Fredette, who pulled his name out of the NBA draft just before the deadline in May, could be the most lethal -- and efficient -- backcourt scorer in college hoops. Last season he dropped 49 on Arizona, 45 on TCU, and 37 on Florida in the opening round of the NCAAs.
Pullen's Abe Lincoln-like beard was feared in the Big 12, but so was his shot, as he made 110 threes and put the Wildcats within one win of the Final Four. He arrived as a three-star afterthought in the Michael Beasley recruiting class of 2007, but will end up having a far more substantial K-State legacy than "The Beas."
The veteran combo guard played a major role in the Blue Devils' run to the national title -- particularly in the Elite Eight, when he scored 29 to key a seven-point win over Baylor. He could have an NBA future after holding his own against pros on USA Basketball's Select team this summer.

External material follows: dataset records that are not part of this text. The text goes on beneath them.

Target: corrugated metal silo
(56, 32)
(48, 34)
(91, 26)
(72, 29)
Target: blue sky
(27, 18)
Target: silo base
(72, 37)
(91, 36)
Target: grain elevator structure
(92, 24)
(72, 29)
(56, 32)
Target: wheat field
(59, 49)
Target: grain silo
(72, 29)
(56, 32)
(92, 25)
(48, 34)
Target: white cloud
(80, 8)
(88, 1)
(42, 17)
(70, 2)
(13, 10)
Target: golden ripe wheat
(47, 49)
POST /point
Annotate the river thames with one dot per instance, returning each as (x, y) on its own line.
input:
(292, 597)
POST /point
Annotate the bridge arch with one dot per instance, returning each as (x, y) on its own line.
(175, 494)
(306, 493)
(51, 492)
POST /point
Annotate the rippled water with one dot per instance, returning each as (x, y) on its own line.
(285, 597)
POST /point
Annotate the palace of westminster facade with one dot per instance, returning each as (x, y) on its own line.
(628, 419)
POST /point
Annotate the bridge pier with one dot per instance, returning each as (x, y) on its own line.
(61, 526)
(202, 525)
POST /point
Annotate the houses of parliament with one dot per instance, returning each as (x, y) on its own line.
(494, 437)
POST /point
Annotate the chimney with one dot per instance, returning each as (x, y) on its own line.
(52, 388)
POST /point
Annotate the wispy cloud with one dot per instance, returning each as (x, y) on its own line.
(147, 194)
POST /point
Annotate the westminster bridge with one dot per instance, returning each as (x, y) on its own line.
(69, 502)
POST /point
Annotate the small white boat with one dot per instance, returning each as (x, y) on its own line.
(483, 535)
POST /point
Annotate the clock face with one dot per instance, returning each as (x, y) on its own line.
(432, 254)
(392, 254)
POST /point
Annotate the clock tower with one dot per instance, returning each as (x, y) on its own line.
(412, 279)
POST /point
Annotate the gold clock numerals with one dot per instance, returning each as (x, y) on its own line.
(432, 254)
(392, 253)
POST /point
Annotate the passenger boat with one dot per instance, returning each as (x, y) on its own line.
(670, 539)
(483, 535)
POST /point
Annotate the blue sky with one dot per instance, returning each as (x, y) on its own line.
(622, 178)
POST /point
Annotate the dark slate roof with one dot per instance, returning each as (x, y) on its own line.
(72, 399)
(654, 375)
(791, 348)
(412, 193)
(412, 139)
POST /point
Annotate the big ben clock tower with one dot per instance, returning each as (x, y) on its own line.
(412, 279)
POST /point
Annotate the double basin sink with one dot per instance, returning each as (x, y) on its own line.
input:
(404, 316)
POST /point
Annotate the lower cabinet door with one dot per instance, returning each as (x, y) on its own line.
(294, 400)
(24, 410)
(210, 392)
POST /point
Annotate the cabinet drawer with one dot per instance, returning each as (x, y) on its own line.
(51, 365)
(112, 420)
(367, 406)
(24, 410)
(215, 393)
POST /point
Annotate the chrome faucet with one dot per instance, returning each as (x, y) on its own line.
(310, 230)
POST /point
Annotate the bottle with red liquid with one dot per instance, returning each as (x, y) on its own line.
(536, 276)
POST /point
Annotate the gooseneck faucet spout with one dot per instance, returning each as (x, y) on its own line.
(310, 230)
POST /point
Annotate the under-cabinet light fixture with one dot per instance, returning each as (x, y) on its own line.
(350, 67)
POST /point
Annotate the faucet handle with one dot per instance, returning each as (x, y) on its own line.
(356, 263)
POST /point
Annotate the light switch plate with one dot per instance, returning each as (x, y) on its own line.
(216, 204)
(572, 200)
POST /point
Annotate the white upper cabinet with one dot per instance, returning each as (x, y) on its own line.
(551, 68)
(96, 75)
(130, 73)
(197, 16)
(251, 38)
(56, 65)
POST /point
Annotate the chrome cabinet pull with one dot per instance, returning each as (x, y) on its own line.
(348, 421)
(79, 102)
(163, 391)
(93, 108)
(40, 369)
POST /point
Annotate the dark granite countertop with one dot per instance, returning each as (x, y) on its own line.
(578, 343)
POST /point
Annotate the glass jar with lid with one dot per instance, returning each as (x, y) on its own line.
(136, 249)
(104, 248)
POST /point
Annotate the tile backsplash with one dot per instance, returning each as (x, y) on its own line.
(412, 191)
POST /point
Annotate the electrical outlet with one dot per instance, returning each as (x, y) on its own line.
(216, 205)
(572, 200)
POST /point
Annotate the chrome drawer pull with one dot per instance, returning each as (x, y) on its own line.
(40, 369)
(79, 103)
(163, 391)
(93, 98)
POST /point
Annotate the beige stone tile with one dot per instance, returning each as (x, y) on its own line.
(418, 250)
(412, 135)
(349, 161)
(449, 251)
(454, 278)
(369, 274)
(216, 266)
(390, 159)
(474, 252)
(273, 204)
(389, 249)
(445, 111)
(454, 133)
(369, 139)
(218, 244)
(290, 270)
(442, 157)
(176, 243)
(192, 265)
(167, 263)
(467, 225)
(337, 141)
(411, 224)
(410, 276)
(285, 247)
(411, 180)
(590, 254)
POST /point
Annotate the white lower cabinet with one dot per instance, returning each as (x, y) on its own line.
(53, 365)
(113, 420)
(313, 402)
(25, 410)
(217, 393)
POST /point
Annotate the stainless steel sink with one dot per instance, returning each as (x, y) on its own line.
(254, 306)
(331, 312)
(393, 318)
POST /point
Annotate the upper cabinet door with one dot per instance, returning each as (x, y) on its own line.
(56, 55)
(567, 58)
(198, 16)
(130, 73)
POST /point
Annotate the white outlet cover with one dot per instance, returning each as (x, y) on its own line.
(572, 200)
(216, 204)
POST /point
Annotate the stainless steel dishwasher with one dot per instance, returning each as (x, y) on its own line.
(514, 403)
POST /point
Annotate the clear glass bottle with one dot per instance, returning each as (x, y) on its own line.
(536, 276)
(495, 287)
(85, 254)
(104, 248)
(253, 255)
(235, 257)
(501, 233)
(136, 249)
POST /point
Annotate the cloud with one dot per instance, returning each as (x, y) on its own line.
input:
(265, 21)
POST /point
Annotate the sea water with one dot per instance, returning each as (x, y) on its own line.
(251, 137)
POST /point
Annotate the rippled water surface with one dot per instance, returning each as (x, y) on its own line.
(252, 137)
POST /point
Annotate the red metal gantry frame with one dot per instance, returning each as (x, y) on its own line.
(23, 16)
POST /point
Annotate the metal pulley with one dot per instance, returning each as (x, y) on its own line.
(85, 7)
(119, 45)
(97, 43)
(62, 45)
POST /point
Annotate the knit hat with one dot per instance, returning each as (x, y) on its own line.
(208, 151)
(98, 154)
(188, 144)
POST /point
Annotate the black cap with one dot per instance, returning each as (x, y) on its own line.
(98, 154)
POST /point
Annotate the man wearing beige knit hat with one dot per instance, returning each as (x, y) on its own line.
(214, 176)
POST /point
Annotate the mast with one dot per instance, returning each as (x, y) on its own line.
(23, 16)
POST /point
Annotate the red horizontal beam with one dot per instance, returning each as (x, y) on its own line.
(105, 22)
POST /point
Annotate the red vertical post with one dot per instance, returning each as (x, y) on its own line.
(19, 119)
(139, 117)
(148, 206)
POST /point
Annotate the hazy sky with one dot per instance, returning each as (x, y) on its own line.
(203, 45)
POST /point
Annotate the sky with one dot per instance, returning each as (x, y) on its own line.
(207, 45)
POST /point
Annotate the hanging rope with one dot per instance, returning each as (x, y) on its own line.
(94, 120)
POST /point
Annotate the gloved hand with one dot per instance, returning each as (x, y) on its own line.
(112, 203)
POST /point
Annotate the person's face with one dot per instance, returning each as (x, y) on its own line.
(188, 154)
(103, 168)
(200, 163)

Singler -- last seen being blindsided by a Matt Howard screen at the end of the national title game -- was the lone collegian who pulled out of the NBA draft despite having a first-round guarantee. He said he liked college too much and wanted another championship, which should be well within reach if he keeps creating matchup problems with his well-polished, inside-outside skill set.
He's the most complete freshman scorer to arrive in college hoops since Kevin Durant, and Barnes comes in at a time when the Tar Heels desperately need an offensive infusion on the perimeter. He makes the game look easy, gliding with and without the ball, and could easily average 20 points and seven rebounds as a freshman.